New Delhi: India’s entrepreneurial culture has become the strongest among G-20 nations with a substantial decline in costs and time for starting new businesses in the country, a global study by Ernst & Young said on Thursday.
The report, however, said that efforts were still needed to lower the business costs, for further simplification of procedures and to make India even more favourable business destination.
Ernst & Young (E&Y) said that the report, prepared on the basis of a survey of 1,000 entrepreneurs across the G-20 nations, has substantiated India’s premier position as an emerging hub for entrepreneurial activity and innovation.
It said that 98% of the entrepreneurs surveyed believed that Indian culture encourages entrepreneurship, as compared to 80% for the rapid growth markets and 72% for the mature economies.
The study has been released ahead of a G-20 Summit in Cannes, France, to be attended by the leaders of the G-20 nations, including Prime Minister Manmohan Singh.
The G-20 is a block of the world’s 20 leading economies including the US, UK, France, Germany, Japan, China, Russia and India.
The report, released at the G-20 Young Entrepreneurs Summit in France, found that the costs of starting a business in India has declined by 5.5% since 2005.

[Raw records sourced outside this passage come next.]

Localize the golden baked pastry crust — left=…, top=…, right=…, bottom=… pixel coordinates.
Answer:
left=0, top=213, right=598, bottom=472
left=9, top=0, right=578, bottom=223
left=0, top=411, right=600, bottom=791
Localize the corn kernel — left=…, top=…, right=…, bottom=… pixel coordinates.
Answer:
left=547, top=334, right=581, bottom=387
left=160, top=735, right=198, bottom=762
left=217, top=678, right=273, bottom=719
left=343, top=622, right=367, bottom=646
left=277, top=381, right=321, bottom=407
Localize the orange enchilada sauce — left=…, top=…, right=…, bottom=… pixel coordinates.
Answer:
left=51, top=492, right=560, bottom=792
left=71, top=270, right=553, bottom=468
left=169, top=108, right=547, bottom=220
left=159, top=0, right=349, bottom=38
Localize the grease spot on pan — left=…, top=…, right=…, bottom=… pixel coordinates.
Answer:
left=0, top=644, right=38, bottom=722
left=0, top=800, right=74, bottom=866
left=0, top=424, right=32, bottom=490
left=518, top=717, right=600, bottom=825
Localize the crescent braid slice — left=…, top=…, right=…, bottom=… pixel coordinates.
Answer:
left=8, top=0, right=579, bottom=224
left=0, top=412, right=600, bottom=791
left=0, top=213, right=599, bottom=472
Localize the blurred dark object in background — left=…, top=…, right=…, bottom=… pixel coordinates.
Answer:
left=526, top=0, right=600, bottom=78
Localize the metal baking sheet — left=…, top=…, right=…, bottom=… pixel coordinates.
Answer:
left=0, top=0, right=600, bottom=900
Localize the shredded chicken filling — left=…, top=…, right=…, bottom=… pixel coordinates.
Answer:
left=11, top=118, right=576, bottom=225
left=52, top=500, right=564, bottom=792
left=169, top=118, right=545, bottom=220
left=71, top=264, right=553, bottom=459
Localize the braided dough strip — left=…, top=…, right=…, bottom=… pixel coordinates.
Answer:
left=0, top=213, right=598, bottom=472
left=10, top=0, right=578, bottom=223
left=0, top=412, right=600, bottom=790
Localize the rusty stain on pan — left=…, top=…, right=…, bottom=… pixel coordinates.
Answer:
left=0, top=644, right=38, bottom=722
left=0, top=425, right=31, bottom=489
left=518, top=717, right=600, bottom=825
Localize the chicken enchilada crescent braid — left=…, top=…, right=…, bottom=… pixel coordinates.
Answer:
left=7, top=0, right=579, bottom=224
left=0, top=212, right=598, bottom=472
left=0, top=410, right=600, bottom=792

Besides, time to start a business in India has fallen from 56.5 days in 2005 to 29 days in 2010. However, 71% of the respondents from India recommended a further simplification of procedures to start a business.
In the survey, 80% of Indian entrepreneurs reported improved access to funding, including bank loans. However, it cautions that steadily rising interest rates could weigh on lending growth in the future.
A large majority (80%) opined that funding from private equity has improved by over 500% since 2005, while about two-third of respondents (67%) said that initial public offerings have improved the access to funds.
The report also said that an active role of media and direct involvement of families have also had a strong impact in improving the perception of entrepreneurship in India in the last five years.
“We have always known India to be a hotbed of entrepreneurship, despite the hurdles in its business and regulatory environment.
“Indian entrepreneurs have made their mark both in India as also at a global level,” Farokh Balsara, partner and national leader at Ernst & Young Entrepreneur of the year programme said.